LE ALTRE OPERE ESPOSTE AL MANN
Fra le opere di San Casciano esposte al Museo Archeologico Nazionale di Napoli, si notano la splendida statua in marmo dell’Afrodite del tipo di Doidalsas, copia romana di età traianea (II secolo d.C.) da un originale ellenistico, rinvenuta nel Cinquecento presso la sorgente della Doccia della Testa; dalla vasca sacra del Bagno Grande, proviene invece la statua in bronzo di Apollo in atto di scagliare una freccia, risalente al 100 a.C.

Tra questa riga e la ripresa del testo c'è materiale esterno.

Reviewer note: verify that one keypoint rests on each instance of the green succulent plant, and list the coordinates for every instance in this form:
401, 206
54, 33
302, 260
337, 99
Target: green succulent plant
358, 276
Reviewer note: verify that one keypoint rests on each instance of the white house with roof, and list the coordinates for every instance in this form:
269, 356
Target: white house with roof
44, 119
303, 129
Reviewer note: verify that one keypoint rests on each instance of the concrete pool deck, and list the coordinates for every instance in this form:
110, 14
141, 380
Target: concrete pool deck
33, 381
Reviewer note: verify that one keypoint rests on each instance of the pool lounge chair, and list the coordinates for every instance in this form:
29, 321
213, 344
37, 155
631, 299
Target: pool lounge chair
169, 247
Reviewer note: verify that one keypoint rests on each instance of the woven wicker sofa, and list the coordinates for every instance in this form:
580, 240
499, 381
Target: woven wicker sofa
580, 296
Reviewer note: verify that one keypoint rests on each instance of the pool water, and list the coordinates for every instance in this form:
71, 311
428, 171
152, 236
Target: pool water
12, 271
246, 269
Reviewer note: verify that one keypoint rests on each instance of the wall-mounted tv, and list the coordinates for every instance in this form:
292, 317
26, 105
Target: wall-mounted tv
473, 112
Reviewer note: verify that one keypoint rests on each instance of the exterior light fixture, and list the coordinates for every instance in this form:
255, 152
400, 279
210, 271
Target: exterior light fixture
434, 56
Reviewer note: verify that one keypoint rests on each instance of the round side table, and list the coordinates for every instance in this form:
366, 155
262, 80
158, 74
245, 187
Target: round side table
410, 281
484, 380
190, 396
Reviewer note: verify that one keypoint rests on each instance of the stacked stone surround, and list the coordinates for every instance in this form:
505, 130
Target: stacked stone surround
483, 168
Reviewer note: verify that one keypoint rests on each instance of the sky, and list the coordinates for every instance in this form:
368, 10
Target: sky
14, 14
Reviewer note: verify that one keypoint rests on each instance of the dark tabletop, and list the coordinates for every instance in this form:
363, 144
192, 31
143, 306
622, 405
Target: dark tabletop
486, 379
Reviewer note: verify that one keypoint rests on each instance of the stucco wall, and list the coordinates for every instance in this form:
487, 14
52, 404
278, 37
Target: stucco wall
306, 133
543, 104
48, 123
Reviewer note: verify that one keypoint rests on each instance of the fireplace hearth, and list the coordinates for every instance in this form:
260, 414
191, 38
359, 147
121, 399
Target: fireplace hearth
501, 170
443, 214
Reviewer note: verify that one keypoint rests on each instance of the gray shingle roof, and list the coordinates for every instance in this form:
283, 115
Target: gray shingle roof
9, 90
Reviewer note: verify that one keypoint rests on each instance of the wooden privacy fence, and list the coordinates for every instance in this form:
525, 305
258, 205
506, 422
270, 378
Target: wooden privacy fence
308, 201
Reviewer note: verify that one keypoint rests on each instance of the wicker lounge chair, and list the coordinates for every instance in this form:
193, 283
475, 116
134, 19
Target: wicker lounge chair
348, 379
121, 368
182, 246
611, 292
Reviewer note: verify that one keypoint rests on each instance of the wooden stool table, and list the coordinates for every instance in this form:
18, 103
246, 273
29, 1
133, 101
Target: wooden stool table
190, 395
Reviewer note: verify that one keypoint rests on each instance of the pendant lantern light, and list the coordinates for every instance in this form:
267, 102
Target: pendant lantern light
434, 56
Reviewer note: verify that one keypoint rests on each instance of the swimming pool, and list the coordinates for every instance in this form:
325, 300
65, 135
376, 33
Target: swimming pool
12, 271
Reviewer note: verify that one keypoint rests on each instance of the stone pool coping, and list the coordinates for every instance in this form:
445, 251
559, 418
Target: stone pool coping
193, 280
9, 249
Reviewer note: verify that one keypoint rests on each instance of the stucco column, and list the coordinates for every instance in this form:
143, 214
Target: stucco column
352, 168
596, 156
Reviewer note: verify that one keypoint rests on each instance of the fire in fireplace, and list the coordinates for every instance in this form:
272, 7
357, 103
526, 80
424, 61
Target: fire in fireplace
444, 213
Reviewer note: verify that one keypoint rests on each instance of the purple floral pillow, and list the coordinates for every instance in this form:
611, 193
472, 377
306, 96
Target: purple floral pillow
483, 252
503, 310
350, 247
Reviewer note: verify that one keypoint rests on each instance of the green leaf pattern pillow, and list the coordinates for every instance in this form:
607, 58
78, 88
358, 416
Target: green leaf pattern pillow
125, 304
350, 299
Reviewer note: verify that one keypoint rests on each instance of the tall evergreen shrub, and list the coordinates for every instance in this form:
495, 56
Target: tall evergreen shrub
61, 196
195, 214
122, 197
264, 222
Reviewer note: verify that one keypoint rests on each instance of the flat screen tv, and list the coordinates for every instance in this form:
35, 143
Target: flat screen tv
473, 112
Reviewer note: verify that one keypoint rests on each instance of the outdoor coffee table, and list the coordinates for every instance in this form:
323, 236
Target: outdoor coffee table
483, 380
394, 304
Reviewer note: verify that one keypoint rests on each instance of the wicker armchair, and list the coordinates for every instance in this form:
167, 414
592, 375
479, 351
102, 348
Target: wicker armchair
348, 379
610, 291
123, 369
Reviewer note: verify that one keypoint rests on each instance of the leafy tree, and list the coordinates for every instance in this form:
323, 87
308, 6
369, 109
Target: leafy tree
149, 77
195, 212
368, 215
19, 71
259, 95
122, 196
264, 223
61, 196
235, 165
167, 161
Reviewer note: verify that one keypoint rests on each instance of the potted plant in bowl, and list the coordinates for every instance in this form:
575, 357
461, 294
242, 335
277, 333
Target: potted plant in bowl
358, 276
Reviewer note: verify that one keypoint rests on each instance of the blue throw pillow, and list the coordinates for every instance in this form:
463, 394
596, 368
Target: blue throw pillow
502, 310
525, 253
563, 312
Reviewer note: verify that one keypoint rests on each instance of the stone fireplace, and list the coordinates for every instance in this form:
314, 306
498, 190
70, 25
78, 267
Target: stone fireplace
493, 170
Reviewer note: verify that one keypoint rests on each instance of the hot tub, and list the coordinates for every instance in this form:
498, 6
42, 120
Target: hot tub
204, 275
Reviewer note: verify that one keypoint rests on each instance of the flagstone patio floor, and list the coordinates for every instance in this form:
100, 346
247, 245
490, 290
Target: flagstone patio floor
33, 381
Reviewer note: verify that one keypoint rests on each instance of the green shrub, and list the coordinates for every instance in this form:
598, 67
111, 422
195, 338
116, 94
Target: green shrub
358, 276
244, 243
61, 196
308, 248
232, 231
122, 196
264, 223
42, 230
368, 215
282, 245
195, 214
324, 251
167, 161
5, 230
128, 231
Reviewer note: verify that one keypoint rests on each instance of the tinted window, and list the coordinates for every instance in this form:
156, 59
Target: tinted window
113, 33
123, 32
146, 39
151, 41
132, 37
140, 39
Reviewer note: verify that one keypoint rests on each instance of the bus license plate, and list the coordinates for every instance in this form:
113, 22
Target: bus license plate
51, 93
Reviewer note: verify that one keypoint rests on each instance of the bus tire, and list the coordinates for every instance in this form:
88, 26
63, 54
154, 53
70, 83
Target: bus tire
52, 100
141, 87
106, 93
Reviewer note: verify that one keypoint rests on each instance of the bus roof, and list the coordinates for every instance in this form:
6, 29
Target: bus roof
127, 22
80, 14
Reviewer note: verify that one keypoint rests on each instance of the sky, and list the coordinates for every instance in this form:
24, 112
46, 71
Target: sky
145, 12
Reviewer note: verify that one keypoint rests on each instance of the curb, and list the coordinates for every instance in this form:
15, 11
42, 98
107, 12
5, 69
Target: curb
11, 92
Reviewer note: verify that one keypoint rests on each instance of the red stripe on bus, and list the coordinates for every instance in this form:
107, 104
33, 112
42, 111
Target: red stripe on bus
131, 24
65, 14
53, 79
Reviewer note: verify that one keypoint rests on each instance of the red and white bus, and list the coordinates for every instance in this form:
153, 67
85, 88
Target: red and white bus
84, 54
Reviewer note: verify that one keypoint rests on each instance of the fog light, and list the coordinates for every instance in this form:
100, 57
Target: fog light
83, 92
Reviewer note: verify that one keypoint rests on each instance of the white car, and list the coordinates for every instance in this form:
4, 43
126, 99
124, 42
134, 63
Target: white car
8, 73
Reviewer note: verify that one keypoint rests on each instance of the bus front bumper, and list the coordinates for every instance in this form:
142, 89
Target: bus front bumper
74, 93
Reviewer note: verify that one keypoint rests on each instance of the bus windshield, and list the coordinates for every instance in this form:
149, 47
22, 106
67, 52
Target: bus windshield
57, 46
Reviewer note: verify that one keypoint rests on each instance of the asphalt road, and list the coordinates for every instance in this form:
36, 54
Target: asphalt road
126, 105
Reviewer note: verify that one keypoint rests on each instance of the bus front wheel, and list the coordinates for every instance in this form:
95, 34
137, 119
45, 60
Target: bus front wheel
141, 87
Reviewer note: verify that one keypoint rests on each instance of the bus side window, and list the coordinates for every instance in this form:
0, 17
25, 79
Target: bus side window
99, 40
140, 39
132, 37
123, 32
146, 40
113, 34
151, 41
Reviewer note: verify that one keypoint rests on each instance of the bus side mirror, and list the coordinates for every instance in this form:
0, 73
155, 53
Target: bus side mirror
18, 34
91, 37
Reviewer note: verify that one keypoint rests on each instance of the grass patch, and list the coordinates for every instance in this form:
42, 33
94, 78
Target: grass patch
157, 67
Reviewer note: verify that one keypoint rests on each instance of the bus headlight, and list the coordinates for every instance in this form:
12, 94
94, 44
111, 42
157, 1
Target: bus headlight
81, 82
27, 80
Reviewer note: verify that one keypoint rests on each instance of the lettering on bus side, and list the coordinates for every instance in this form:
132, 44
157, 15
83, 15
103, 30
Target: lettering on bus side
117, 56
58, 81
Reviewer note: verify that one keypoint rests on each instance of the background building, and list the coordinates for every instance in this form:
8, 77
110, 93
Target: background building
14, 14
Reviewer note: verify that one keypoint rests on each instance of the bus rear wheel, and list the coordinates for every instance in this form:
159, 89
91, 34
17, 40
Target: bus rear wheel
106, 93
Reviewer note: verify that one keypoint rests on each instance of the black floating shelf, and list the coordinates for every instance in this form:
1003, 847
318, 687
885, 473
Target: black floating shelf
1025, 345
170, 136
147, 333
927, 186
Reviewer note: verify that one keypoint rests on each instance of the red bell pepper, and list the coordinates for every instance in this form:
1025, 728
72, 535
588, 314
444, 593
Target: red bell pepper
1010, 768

Accanto alle statue delle divinità, vi sono le raffigurazioni di offerenti, come il personaggio togato databile al I secolo a.C., che presenta molte affinità con il celebre Arringatore conservato al Museo Archeologico Nazionale di Firenze; ancora, da non perdere la statua maschile di un giovane malato, rappresentato nudo e in posizione orante: sulla gamba sinistra reca un’iscrizione latina che ricorda come L. Marcio Grabillo offrì a Fons un donario composto, oltre che da questa statua, da altri sei simulacri in bronzo (signa)e da sei arti inferiori.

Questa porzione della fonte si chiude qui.